An investigation of a complaint from two trappers has concluded salvage logging in the Nazko region is threatening the ability of the fisher population to survive, B.C.'s forest practices watchdog said Thursday.
A close relative of the martin but twice as large, the fur-bearing mammal is listed as a species at risk in B.C. and is at high risk of decline or local elimination in the region west of Quesnel, according to the Forest Practices Board
"Our investigation found that government did not take steps to ensure protection of fisher habitat," said FPB chair Kevin Kriese.
"While licensees did make some efforts to protect habitat when designing individual cutblocks, these efforts were insufficient given the unprecedented scale of salvage logging across the landscape."
The trappers lodged the complaint after the region was subjected to extensive salvage logging between 2002 and 2017 in response to the mountain pine beetle outbreak.

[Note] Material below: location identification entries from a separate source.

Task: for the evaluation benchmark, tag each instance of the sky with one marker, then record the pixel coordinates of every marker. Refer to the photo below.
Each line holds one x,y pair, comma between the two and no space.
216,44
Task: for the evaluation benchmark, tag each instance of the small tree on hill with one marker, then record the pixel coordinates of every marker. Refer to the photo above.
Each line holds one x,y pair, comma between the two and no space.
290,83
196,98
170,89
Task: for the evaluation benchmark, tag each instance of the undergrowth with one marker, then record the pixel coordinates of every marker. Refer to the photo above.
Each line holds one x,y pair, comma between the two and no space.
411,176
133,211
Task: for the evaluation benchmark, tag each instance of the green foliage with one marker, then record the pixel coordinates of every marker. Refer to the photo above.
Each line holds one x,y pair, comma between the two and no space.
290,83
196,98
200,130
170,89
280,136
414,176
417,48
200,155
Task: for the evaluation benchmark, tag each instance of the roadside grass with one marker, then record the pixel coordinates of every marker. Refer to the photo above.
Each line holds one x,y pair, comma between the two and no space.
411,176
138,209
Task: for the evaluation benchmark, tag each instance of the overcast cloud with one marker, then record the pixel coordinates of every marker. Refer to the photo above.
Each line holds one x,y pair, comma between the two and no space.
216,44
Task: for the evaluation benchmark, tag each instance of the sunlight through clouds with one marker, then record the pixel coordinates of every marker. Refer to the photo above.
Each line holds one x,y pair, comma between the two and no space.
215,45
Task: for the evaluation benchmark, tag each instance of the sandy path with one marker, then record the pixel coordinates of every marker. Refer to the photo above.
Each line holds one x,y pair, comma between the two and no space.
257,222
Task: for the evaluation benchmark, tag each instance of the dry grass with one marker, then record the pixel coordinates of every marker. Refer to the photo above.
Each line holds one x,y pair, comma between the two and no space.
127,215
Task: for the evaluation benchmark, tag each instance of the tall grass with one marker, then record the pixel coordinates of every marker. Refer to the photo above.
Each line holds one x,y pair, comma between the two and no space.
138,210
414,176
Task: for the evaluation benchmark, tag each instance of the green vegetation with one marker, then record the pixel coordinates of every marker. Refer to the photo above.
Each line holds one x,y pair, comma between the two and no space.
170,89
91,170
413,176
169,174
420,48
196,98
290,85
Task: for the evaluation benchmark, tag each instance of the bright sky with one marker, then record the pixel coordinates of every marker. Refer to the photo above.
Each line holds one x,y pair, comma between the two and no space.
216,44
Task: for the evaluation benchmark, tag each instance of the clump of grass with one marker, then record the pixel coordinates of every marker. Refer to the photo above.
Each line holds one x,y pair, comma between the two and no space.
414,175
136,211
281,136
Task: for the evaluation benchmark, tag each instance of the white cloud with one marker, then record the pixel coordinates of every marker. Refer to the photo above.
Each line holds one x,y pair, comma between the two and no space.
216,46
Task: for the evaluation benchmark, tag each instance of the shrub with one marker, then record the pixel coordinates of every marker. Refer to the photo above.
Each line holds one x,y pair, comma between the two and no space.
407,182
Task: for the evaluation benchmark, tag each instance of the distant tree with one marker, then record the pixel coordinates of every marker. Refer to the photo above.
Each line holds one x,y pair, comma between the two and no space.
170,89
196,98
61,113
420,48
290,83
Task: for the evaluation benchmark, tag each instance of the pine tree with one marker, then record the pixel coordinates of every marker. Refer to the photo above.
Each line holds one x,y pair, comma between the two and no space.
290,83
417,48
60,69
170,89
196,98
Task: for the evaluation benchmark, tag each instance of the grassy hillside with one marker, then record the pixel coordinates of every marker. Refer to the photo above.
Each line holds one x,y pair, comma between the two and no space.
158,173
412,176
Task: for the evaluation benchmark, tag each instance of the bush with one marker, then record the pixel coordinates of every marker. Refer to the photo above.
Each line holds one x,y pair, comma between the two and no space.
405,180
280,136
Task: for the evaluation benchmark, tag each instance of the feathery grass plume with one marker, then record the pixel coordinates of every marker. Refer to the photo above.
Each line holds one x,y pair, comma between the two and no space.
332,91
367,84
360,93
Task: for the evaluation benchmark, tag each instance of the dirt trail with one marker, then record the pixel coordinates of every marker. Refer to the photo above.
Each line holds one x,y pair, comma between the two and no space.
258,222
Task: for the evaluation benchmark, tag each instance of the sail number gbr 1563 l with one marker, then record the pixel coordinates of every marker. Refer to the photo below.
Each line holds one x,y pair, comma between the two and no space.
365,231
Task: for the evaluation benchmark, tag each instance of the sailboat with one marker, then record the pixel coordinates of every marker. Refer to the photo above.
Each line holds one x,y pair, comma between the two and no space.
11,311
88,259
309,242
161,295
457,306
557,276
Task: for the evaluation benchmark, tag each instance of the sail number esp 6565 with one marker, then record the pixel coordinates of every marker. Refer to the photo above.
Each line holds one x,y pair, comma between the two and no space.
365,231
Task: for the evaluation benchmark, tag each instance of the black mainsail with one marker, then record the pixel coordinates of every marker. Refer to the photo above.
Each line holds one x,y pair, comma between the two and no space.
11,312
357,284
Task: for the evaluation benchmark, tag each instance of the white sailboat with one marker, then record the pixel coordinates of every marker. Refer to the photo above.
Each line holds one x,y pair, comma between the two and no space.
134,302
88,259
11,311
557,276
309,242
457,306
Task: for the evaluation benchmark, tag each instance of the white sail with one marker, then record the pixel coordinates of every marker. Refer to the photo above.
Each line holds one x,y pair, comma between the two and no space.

Forest fires also hit the area hard in 2017.
"The board is concerned that unplanned salvage of fire-damaged stands could make a grave situation even worse," continued Kriese. "We are recommending that government take steps to address fisher habitat needs and work to restore the local population over time."
The board also recommends that for any large-scale salvage logging operations in future, government ensures harvesting is coordinated between the various forest companies, addresses habitat needs of species at risk and is monitored to ensure it is properly implemented and effective.
Fishers like large stands of older forestswith lots of large trees, snags and coarse woody debris but areas of mostly-dead timber may still provide habitat for fishers
Impacts to fisher habitat in the Nazko area will also have implications for other species with similar habitat needs, the board added.